En el caso de Colombia, este abogado y empresario de 47 años, sin carrera política previa, ha ganado las elecciones al imponerse al senador izquierdista Iván Cepeda por una diferencia de apenas 200.000 votos. El próximo 6 de agosto, De la Espriella se instalará en la Casa de Nariño, en lugar de Gustavo Petro, una figura para la izquierda colombiana y uno de los críticos más vocales de Trump.

De la Espriella, por el contrario, mantiene una excelente relación con el estadounidense, quien le expresó su apoyo a lo largo de la campaña electoral y se apresuró a llamarle el mismo domingo, poco después de conocerse su victoria en las urnas. En las redes sociales, el estadounidense celebró el resultado con un escueto mensaje junto a un artículo sobre la victoria "del candidato apoyado por Trump": "¡Ganó, a lo grande!".

"La Administración Trump espera colaborar estrechamente con su próxima Administración para impulsar la cooperación en materia de seguridad regional, poner fin a la inmigración ilegal a Estados Unidos y fortalecer nuestros lazos económicos", auguró el secretario de Estado, Marco Rubio, en redes sociales. "El futuro de Colombia está por venir".

En el caso de Fujimori, esa afinidad es más política que personal.
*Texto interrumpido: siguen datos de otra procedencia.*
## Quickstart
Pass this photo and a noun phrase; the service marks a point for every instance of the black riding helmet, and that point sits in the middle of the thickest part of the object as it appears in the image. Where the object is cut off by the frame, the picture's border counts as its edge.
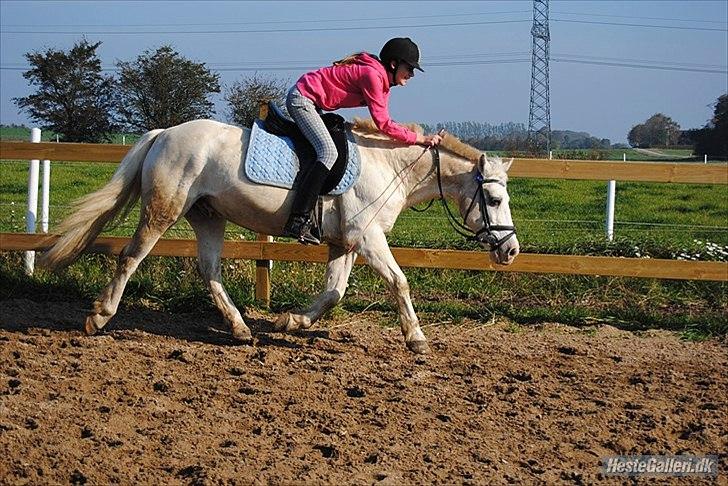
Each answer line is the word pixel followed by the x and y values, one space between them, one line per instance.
pixel 400 49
Tras más de 15 años aspirando a la presidencia de Perú, un cargo que también ostentó su padre, Alberto Fujimori, antes de acabar en la cárcel por corrupción y crímenes de lesa humanidad, entre otros delitos, la líder del partido Fuerza Popular lidera el escrutinio frente a Roberto Sánchez, tras haber realizado una campaña centrada en la mano dura contra el crimen y contra la inmigración irregular.

Asimismo, Fujimori se ha comprometido a acercar posturas con Washington en caso de hacerse con la victoria en las urnas, en el que sería su cuarto intento. "Mi rol, de ser elegida presidenta, será motivar a que los Estados Unidos vuelvan a participar más activamente", comentó en abril, en declaraciones recogidas por AFP.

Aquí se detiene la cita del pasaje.